戦神である彼女と変な噂なく鉢合わせられるのは、修学旅行の時くらいだ。
なぜ突如として海外旅行になったのかを予測した悠馬は、特に困った様子もなく窓から空を見る。
今の悠馬には、困難を退けるだけの力がある。
今ならオリヴィアのお父さん、英雄のハイツヘルムだって、アメリカ支部総帥アリスだって、炎帝のレッドだって相手にできるだろう。
別に何かを起こしに行くわけじゃないが、もし仮にオリヴィアの一件でイザコザが始まったのだとしても、彼女を失うことは絶対にないと断言できる。
「セカイ…」
「お前さっきからなに独り言呟いてんだ?」
「オナ禁しすぎて頭おかしくなったか?」
「お前らと一緒にするな」
禁欲くらいで頭がおかしくなると思われていたのも心外だ。
そもそも夏休みの間禁欲生活をしたって、わずか1ヶ月程度で頭がおかしくなるやつなんていないだろう。

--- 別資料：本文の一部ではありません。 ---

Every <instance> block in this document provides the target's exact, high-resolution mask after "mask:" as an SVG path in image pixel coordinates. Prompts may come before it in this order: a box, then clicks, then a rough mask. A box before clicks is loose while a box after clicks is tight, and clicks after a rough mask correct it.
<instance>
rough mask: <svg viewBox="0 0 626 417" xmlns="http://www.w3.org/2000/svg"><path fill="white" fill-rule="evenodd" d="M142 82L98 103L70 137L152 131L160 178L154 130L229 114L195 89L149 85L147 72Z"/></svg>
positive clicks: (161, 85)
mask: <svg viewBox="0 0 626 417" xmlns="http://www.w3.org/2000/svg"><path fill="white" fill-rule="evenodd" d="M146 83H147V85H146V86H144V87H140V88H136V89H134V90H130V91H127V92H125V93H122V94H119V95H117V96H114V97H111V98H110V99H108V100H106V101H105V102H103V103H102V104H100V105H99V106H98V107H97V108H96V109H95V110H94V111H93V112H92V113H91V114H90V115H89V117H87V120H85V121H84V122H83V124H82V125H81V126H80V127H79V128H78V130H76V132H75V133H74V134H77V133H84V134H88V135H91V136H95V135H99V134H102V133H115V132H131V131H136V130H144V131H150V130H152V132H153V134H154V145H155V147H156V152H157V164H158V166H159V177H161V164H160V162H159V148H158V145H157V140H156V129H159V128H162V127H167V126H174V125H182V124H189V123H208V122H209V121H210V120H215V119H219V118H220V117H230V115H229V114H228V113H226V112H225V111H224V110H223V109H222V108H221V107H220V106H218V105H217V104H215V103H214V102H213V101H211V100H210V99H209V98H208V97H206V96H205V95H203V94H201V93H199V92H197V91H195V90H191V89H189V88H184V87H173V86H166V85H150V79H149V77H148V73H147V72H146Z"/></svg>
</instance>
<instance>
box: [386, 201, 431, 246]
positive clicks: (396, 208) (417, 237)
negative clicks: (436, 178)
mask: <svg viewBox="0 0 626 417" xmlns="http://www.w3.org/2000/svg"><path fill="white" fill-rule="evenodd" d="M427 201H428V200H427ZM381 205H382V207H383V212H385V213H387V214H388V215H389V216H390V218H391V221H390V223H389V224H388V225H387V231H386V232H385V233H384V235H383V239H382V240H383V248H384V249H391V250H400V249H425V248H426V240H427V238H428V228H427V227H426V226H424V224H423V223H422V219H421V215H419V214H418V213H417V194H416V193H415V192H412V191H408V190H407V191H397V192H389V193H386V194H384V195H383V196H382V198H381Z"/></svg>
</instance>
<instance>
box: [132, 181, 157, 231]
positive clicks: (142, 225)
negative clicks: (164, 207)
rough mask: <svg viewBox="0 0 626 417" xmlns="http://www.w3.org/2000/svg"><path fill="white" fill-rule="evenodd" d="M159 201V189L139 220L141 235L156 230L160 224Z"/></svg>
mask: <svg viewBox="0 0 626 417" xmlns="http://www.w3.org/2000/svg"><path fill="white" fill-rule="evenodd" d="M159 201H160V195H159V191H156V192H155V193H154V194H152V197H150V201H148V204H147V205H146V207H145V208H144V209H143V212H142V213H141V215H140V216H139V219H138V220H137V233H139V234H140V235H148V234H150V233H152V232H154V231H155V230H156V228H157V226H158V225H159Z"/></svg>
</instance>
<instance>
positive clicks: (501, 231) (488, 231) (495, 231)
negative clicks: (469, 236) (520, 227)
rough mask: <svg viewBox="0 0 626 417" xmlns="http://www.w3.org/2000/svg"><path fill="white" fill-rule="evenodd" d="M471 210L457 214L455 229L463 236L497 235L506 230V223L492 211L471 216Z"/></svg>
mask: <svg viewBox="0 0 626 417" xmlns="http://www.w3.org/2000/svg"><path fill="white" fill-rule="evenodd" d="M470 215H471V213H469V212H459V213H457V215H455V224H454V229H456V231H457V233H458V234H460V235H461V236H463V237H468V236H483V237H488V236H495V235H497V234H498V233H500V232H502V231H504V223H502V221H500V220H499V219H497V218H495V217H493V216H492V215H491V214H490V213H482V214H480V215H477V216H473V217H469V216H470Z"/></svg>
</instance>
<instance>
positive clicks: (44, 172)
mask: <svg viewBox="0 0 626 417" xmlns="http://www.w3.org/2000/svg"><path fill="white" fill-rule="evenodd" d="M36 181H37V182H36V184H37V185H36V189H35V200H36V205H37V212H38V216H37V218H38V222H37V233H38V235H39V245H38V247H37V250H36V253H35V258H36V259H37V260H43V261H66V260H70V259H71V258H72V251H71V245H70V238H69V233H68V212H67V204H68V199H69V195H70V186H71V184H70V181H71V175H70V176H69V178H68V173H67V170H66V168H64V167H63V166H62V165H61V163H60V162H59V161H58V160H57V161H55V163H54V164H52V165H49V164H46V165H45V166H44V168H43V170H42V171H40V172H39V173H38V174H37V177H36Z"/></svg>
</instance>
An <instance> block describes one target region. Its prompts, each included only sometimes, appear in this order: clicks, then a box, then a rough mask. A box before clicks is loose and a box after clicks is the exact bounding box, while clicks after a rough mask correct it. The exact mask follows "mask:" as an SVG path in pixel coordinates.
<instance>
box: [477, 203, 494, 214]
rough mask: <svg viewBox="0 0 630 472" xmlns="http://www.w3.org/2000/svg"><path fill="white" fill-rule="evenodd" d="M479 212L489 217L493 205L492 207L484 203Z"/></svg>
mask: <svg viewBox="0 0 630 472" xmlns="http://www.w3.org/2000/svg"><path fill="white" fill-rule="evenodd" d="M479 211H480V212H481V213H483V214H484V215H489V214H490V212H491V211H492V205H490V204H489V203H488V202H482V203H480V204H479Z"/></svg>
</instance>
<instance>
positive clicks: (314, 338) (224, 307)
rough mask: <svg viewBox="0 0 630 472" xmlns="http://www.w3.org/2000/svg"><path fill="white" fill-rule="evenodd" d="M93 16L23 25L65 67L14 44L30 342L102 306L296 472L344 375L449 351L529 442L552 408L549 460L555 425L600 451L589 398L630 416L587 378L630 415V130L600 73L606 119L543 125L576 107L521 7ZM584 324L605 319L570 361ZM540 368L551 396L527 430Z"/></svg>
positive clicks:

そんな短期間で頭がおかしくなる奴は、目の前にいる4人くらいのことだ。
「はぁー、くそ、羨ましいよ、お前は」
「欲しいもの全部手にしてるって感じだよな。レベルも容姿も女も」
「将来は総帥でちゅか〜?」
栗田と山田、モンジは悠馬の話をしながら後ろの座席を振り返る。
遥か遠くには、和気藹々と話す夕夏たちの姿があった。
「夕夏、はいこれチョコレート。食べるっしょ?」
「ありがとう、美沙」
銀紙に包まれたチョコレートを受け取り、優しげな笑顔を振り撒く。
彼女の愛らしい笑顔をもろに喰らった美沙は、頬を赤らめながら外を見た。
夕夏の愛らしさは、女でも不覚にもドキッとしてしまう特大級の可愛さだ。
危うく持っていかれそうになった美沙だったが、辛うじて自制心を保つ。
「オリヴィア、なんだかウキウキしてるね」
「そうですね。何かあるんでしょうか?」
横に座るオリヴィアを見つめながら、夕夏と朱理は話す。
長い金髪を揺らしながら頬を緩めている彼女は、この飛行機に乗っている第一の生徒の誰よりも、この時を待ち望んでいるように見えた。
「加奈さん、理由わかりますか?」
「…ハイツヘルムの実家、ハワイ島だって聞いたことあるよ。噂だから確定ではないけど…約半年ぶりに実家に帰れるんだから、嬉しいんじゃないかな」
ここで第一異能高等学校、修学旅行について話をしよう。
今年の修学旅行は、史上初の海外旅行。
修学旅行と言えば、班行動大前提の人気者の奪い合いになり阿鼻叫喚するわけだが、異能島の修学旅行は他の学校とは一味違う。
まず第一に、班行動はない。
つまるところ、自分の好きな人と旅行先を歩くことができるのだ。
それを可能としているのが、当然のことだが学力。
異能島の学生たちは日本語も英語もペラペラで、猿以下の知能と言われる八神ですら、英語のヒアリングと日常会話ができるレベルだ。
つまり訳のわからない誘いに乗る馬鹿はいない。
加えて異能島から配布されている携帯端末は、修学旅行期間中のみGPS機能が強制的にオンになっている。
だから迷子になっても教師陣がすぐに現場へ急行することができる仕組みになっているのだ。
そんなことから、班行動ではなく自分の好きな人たちと楽しめるのが、異能島の修学旅行。
学力も高く、きちんとルールも守れるからこそ、修学旅行は自由行動になったのだ。
そして次に行動制限だが、今回のようなハワイ島という広大な島が舞台になるにも関わらず、一切の制限がない。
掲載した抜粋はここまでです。